“Bad Robot’s first R-rated film.” That was the major news takeaway from Paramount’s CinemaCon panel Wednesday evening, announcing the J.J. Abrams–produced unveiling of the period-genre-horror-thriller-hybrid-insane-mashup Overlord.
To date, Abrams, the blockbuster-launching writer-director-producer, whose Bad Robot production company is behind wildly lucrative installments of the Mission: Impossible, Star Trek, and Star Wars franchises, has only attached his name to cinematic fare as transgressive as PG-13. In a prerecorded video clip, broadcast during the Las Vegas convention, he described his new mashup movie in fairly hyperbolic terms. “Because it is R-rated, I can describe it as batshit crazy,” Abrams said. “It is a crazy sci-fi, action, horror film that takes place in World War II, directed by Julius Avery. It is super fun. We’re really excited about it.”
The filmmaker was quick to qualify: “It’s not a Cloverfield movie. We are developing a true, dedicated Cloverfield movie soon.”
Launching into the exclusive clip, which had never been screened publicly outside of CinemaCon, Abrams explained Overlord’s action kicks off on June 5, 1945 — 12 hours before D-day. A plane full of paratroopers is seen absorbing enemy fire over an unidentified ocean. Bullets slash through the hull of an American bomber. And co-star Jovan Adepo is shown being ripped out of the plane’s hull (to the tune of AC/DC’s “Hell’s Bells”) only to land in a Nazi hellscape, but with a clear agenda to proceed with extreme malice.

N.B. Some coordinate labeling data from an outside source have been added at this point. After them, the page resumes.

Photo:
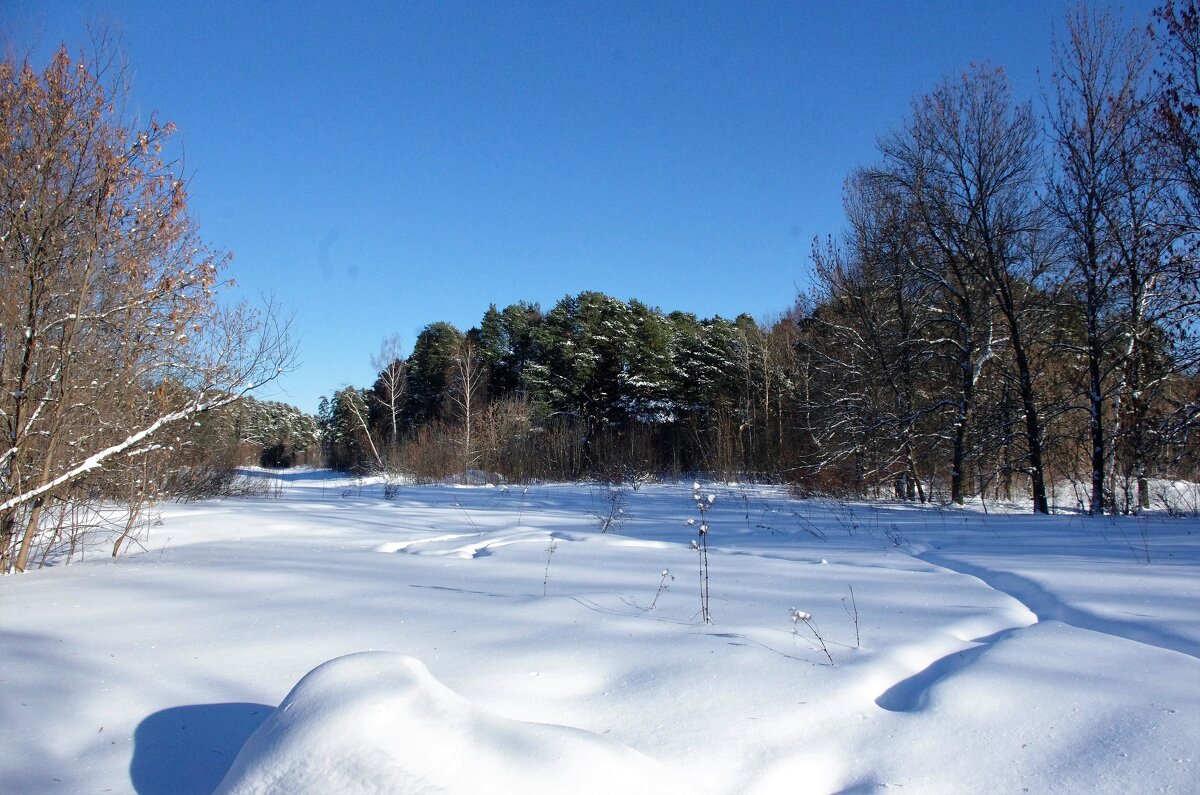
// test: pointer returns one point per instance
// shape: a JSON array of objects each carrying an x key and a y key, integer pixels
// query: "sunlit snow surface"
[{"x": 997, "y": 652}]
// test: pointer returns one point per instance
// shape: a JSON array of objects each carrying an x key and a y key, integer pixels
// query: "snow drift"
[{"x": 379, "y": 722}]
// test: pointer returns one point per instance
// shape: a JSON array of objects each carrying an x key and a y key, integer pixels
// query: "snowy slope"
[{"x": 993, "y": 653}]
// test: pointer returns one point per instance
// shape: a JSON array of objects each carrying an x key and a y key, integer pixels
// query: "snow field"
[{"x": 999, "y": 652}]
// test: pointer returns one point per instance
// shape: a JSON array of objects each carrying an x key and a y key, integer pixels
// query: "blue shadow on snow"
[{"x": 190, "y": 748}]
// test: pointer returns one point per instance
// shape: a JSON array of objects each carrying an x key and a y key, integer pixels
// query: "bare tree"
[
  {"x": 390, "y": 388},
  {"x": 969, "y": 159},
  {"x": 109, "y": 322},
  {"x": 467, "y": 380},
  {"x": 1102, "y": 193}
]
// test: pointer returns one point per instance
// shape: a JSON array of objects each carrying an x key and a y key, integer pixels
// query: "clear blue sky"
[{"x": 381, "y": 166}]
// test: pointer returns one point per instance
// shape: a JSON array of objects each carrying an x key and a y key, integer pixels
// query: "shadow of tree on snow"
[{"x": 190, "y": 748}]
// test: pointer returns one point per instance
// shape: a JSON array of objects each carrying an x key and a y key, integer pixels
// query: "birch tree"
[{"x": 109, "y": 323}]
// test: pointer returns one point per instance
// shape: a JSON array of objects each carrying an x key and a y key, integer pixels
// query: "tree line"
[{"x": 1013, "y": 306}]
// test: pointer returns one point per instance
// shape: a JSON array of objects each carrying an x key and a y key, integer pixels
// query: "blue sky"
[{"x": 381, "y": 166}]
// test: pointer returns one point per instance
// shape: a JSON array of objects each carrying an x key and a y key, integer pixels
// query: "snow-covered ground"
[{"x": 526, "y": 651}]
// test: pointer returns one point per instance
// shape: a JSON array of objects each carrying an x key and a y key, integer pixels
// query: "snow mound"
[{"x": 379, "y": 722}]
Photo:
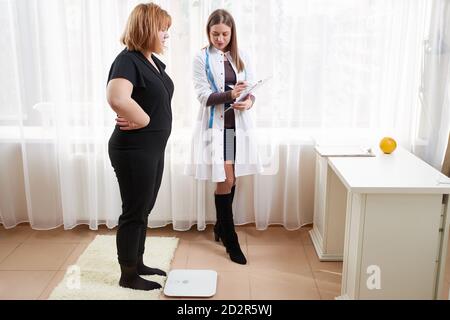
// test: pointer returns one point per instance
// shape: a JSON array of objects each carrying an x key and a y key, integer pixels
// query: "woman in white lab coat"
[{"x": 223, "y": 144}]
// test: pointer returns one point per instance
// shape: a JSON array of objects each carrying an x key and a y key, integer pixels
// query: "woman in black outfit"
[{"x": 140, "y": 92}]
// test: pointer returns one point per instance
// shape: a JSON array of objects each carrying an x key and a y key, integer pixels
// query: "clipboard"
[{"x": 249, "y": 90}]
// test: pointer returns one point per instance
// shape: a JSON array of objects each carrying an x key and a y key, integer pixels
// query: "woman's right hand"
[
  {"x": 238, "y": 89},
  {"x": 126, "y": 125}
]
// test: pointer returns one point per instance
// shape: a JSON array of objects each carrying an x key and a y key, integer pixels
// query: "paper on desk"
[{"x": 344, "y": 151}]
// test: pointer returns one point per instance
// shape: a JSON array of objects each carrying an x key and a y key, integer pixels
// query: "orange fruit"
[{"x": 388, "y": 145}]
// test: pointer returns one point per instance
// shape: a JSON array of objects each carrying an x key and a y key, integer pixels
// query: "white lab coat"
[{"x": 206, "y": 155}]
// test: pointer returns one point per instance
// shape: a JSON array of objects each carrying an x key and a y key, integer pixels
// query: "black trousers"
[{"x": 138, "y": 161}]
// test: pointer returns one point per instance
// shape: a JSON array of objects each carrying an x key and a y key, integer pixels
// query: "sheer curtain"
[
  {"x": 433, "y": 128},
  {"x": 341, "y": 72}
]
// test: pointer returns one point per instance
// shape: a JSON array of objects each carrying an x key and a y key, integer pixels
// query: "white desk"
[{"x": 386, "y": 216}]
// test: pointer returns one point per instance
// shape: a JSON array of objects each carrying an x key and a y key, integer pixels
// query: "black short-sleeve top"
[{"x": 152, "y": 90}]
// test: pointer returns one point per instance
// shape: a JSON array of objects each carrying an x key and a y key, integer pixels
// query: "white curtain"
[
  {"x": 434, "y": 121},
  {"x": 343, "y": 72}
]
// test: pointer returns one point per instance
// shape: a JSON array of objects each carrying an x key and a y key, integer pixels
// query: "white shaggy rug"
[{"x": 96, "y": 273}]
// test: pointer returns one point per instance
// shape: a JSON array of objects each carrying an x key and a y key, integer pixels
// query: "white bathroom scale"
[{"x": 191, "y": 283}]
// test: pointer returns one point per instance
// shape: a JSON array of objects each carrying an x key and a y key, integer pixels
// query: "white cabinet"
[
  {"x": 386, "y": 217},
  {"x": 327, "y": 234}
]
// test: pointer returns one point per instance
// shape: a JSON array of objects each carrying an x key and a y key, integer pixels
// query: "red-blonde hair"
[
  {"x": 144, "y": 23},
  {"x": 222, "y": 16}
]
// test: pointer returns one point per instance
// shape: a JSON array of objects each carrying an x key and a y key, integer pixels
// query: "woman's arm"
[{"x": 118, "y": 94}]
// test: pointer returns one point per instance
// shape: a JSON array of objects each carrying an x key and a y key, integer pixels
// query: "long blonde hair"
[{"x": 222, "y": 16}]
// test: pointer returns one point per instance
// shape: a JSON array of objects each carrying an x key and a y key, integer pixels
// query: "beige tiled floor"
[{"x": 281, "y": 264}]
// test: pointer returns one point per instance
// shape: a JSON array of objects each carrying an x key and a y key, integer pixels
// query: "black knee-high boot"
[
  {"x": 227, "y": 232},
  {"x": 217, "y": 225},
  {"x": 129, "y": 278}
]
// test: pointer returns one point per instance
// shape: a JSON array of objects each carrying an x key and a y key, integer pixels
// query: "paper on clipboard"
[{"x": 251, "y": 89}]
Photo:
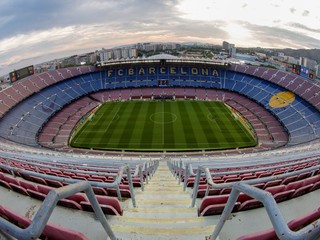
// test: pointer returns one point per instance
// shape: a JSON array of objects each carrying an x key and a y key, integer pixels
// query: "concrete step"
[{"x": 163, "y": 212}]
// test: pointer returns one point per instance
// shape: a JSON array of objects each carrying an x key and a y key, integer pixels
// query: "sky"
[{"x": 34, "y": 31}]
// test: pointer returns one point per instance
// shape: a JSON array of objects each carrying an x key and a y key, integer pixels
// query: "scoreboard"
[{"x": 21, "y": 73}]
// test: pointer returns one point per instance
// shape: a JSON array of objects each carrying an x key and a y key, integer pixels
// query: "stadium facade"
[{"x": 30, "y": 137}]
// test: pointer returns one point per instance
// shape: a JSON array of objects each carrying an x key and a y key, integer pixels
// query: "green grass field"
[{"x": 163, "y": 125}]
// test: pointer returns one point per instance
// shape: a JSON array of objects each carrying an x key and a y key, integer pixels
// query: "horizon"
[{"x": 39, "y": 31}]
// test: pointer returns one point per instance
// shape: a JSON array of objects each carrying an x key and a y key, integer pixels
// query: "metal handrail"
[
  {"x": 211, "y": 184},
  {"x": 279, "y": 224},
  {"x": 187, "y": 169},
  {"x": 34, "y": 230},
  {"x": 114, "y": 184}
]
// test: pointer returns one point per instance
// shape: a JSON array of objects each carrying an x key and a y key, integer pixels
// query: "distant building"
[
  {"x": 229, "y": 48},
  {"x": 309, "y": 63},
  {"x": 318, "y": 71}
]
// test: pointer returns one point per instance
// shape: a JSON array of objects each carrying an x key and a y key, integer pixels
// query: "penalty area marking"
[
  {"x": 153, "y": 116},
  {"x": 114, "y": 118},
  {"x": 211, "y": 118}
]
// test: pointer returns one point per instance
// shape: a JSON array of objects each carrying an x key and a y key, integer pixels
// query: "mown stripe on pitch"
[
  {"x": 149, "y": 125},
  {"x": 87, "y": 131},
  {"x": 130, "y": 125},
  {"x": 187, "y": 126},
  {"x": 111, "y": 136},
  {"x": 209, "y": 130},
  {"x": 179, "y": 134},
  {"x": 168, "y": 126},
  {"x": 103, "y": 127}
]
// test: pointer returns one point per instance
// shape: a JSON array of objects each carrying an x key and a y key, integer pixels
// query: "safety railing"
[
  {"x": 34, "y": 230},
  {"x": 185, "y": 170},
  {"x": 123, "y": 171},
  {"x": 142, "y": 169},
  {"x": 211, "y": 184},
  {"x": 279, "y": 224}
]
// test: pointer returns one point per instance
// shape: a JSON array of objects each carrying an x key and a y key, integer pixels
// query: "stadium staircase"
[{"x": 163, "y": 212}]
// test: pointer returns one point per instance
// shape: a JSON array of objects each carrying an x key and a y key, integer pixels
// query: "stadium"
[{"x": 160, "y": 148}]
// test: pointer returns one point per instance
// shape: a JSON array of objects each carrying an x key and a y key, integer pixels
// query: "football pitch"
[{"x": 163, "y": 126}]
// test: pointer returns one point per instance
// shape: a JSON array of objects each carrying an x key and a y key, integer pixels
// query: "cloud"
[
  {"x": 305, "y": 13},
  {"x": 40, "y": 30},
  {"x": 293, "y": 10}
]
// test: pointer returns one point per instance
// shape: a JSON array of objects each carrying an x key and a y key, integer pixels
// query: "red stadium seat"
[
  {"x": 294, "y": 225},
  {"x": 109, "y": 205},
  {"x": 51, "y": 231},
  {"x": 212, "y": 205}
]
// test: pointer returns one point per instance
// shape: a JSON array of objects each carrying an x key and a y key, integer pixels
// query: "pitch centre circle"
[{"x": 163, "y": 117}]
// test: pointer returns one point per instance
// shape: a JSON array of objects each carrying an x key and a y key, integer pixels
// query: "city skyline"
[{"x": 37, "y": 31}]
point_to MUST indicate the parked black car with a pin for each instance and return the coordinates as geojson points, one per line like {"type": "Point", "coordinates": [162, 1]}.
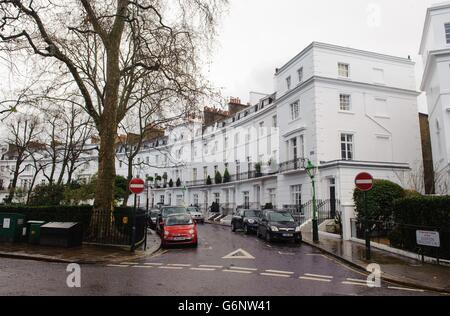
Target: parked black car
{"type": "Point", "coordinates": [278, 225]}
{"type": "Point", "coordinates": [165, 212]}
{"type": "Point", "coordinates": [246, 220]}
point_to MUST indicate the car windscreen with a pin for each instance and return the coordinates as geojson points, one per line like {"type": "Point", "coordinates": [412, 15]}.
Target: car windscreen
{"type": "Point", "coordinates": [173, 210]}
{"type": "Point", "coordinates": [252, 213]}
{"type": "Point", "coordinates": [281, 217]}
{"type": "Point", "coordinates": [176, 220]}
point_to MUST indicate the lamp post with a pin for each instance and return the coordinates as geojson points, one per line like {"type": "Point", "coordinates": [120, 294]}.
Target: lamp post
{"type": "Point", "coordinates": [312, 170]}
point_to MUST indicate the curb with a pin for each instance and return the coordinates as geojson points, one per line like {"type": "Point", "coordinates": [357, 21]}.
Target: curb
{"type": "Point", "coordinates": [385, 277]}
{"type": "Point", "coordinates": [51, 259]}
{"type": "Point", "coordinates": [216, 223]}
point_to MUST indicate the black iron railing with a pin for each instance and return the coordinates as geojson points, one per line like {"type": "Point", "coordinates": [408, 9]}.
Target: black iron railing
{"type": "Point", "coordinates": [403, 236]}
{"type": "Point", "coordinates": [296, 164]}
{"type": "Point", "coordinates": [115, 228]}
{"type": "Point", "coordinates": [326, 209]}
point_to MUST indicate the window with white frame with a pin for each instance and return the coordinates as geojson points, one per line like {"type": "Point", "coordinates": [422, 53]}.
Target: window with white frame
{"type": "Point", "coordinates": [300, 74]}
{"type": "Point", "coordinates": [344, 70]}
{"type": "Point", "coordinates": [296, 195]}
{"type": "Point", "coordinates": [295, 110]}
{"type": "Point", "coordinates": [246, 198]}
{"type": "Point", "coordinates": [347, 146]}
{"type": "Point", "coordinates": [345, 102]}
{"type": "Point", "coordinates": [273, 196]}
{"type": "Point", "coordinates": [447, 32]}
{"type": "Point", "coordinates": [195, 199]}
{"type": "Point", "coordinates": [288, 82]}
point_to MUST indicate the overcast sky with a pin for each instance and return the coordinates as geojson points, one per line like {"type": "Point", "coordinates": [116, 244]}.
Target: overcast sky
{"type": "Point", "coordinates": [258, 36]}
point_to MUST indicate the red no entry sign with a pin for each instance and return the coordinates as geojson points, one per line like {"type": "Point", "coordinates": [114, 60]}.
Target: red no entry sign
{"type": "Point", "coordinates": [137, 186]}
{"type": "Point", "coordinates": [364, 181]}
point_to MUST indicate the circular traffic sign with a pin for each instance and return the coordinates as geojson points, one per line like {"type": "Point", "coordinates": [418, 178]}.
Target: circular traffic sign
{"type": "Point", "coordinates": [364, 181]}
{"type": "Point", "coordinates": [137, 186]}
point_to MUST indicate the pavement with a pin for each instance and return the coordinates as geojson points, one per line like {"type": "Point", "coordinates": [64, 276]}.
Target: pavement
{"type": "Point", "coordinates": [87, 254]}
{"type": "Point", "coordinates": [224, 263]}
{"type": "Point", "coordinates": [395, 268]}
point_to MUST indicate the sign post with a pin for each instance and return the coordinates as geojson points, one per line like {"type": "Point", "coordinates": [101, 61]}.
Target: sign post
{"type": "Point", "coordinates": [136, 187]}
{"type": "Point", "coordinates": [364, 183]}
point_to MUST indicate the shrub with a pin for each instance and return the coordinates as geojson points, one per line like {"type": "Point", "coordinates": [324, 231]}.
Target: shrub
{"type": "Point", "coordinates": [218, 178]}
{"type": "Point", "coordinates": [226, 176]}
{"type": "Point", "coordinates": [421, 213]}
{"type": "Point", "coordinates": [380, 200]}
{"type": "Point", "coordinates": [47, 194]}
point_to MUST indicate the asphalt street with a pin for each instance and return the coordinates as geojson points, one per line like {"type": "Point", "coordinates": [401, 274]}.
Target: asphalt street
{"type": "Point", "coordinates": [264, 270]}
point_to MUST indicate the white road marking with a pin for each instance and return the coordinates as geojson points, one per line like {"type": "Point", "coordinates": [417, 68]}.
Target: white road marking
{"type": "Point", "coordinates": [286, 253]}
{"type": "Point", "coordinates": [153, 264]}
{"type": "Point", "coordinates": [279, 271]}
{"type": "Point", "coordinates": [239, 254]}
{"type": "Point", "coordinates": [319, 276]}
{"type": "Point", "coordinates": [354, 283]}
{"type": "Point", "coordinates": [171, 268]}
{"type": "Point", "coordinates": [238, 271]}
{"type": "Point", "coordinates": [179, 265]}
{"type": "Point", "coordinates": [276, 275]}
{"type": "Point", "coordinates": [405, 289]}
{"type": "Point", "coordinates": [246, 269]}
{"type": "Point", "coordinates": [129, 263]}
{"type": "Point", "coordinates": [209, 266]}
{"type": "Point", "coordinates": [314, 279]}
{"type": "Point", "coordinates": [357, 280]}
{"type": "Point", "coordinates": [203, 269]}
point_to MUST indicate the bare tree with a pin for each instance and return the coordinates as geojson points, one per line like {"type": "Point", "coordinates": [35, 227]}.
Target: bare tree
{"type": "Point", "coordinates": [23, 136]}
{"type": "Point", "coordinates": [106, 49]}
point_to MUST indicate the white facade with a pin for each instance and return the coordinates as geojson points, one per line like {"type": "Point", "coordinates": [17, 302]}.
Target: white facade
{"type": "Point", "coordinates": [346, 110]}
{"type": "Point", "coordinates": [435, 50]}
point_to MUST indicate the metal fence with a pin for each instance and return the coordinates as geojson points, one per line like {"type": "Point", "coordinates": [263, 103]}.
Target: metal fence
{"type": "Point", "coordinates": [326, 209]}
{"type": "Point", "coordinates": [403, 237]}
{"type": "Point", "coordinates": [116, 228]}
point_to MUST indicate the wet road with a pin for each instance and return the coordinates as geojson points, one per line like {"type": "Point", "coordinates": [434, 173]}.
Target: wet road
{"type": "Point", "coordinates": [266, 270]}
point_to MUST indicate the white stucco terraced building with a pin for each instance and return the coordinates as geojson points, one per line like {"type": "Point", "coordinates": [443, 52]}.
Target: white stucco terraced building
{"type": "Point", "coordinates": [435, 51]}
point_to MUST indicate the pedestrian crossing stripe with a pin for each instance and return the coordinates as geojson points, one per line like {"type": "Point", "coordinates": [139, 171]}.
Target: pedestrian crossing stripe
{"type": "Point", "coordinates": [239, 254]}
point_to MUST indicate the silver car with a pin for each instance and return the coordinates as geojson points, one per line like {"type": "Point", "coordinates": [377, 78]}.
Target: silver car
{"type": "Point", "coordinates": [196, 215]}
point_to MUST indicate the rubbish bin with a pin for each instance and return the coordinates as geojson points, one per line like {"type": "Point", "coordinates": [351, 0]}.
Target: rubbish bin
{"type": "Point", "coordinates": [34, 231]}
{"type": "Point", "coordinates": [12, 227]}
{"type": "Point", "coordinates": [62, 234]}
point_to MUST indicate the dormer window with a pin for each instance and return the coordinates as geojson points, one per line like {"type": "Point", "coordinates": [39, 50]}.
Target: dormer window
{"type": "Point", "coordinates": [300, 75]}
{"type": "Point", "coordinates": [288, 82]}
{"type": "Point", "coordinates": [447, 32]}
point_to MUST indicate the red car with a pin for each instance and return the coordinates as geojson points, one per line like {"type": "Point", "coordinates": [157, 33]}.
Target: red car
{"type": "Point", "coordinates": [179, 229]}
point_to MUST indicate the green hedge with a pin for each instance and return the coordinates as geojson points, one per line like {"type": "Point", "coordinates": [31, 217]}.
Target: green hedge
{"type": "Point", "coordinates": [421, 213]}
{"type": "Point", "coordinates": [380, 200]}
{"type": "Point", "coordinates": [52, 213]}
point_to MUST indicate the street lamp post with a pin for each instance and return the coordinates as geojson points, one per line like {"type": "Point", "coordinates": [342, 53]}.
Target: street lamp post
{"type": "Point", "coordinates": [312, 170]}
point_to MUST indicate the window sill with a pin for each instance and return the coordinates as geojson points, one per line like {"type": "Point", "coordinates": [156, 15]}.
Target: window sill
{"type": "Point", "coordinates": [346, 112]}
{"type": "Point", "coordinates": [295, 120]}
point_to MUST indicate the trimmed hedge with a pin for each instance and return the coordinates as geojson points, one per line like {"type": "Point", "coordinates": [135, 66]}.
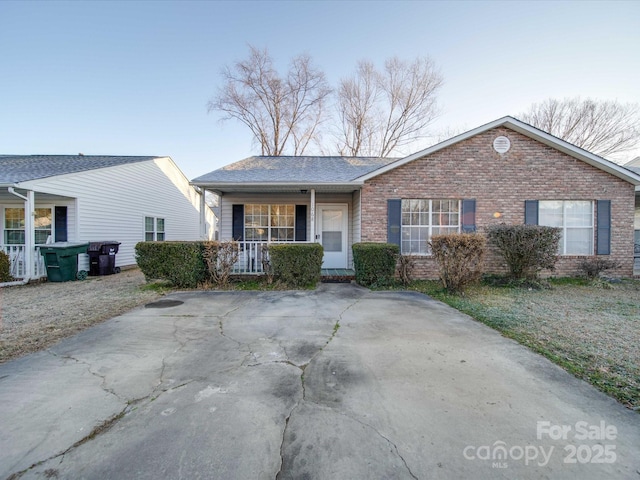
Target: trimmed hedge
{"type": "Point", "coordinates": [375, 263]}
{"type": "Point", "coordinates": [5, 268]}
{"type": "Point", "coordinates": [181, 263]}
{"type": "Point", "coordinates": [460, 258]}
{"type": "Point", "coordinates": [296, 265]}
{"type": "Point", "coordinates": [527, 249]}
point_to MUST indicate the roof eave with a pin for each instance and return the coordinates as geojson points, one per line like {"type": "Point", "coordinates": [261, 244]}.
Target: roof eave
{"type": "Point", "coordinates": [527, 130]}
{"type": "Point", "coordinates": [281, 187]}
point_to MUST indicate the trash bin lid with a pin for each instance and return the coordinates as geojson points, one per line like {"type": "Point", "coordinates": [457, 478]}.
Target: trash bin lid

The young G.I. not only finds himself behind enemy lines. He, along with co-star Wyatt Russell, portraying another beleaguered American military grunt, is confronted by a horror show of Third Reich–manufactured zombies: ghouls with melted faces, Nazis with flamethrowers, and no shortage of syringes full of mysterious red liquid.
The clip’s final shock is a pull-off-the-cloth reveal of a bone-pale disembodied woman’s head attached to a partial spinal column floating in a formaldehyde-esque tank. Despite her total absence of a body, the head still turns to look at her American would-be saviors and exclaim, “S’il vous plaît!”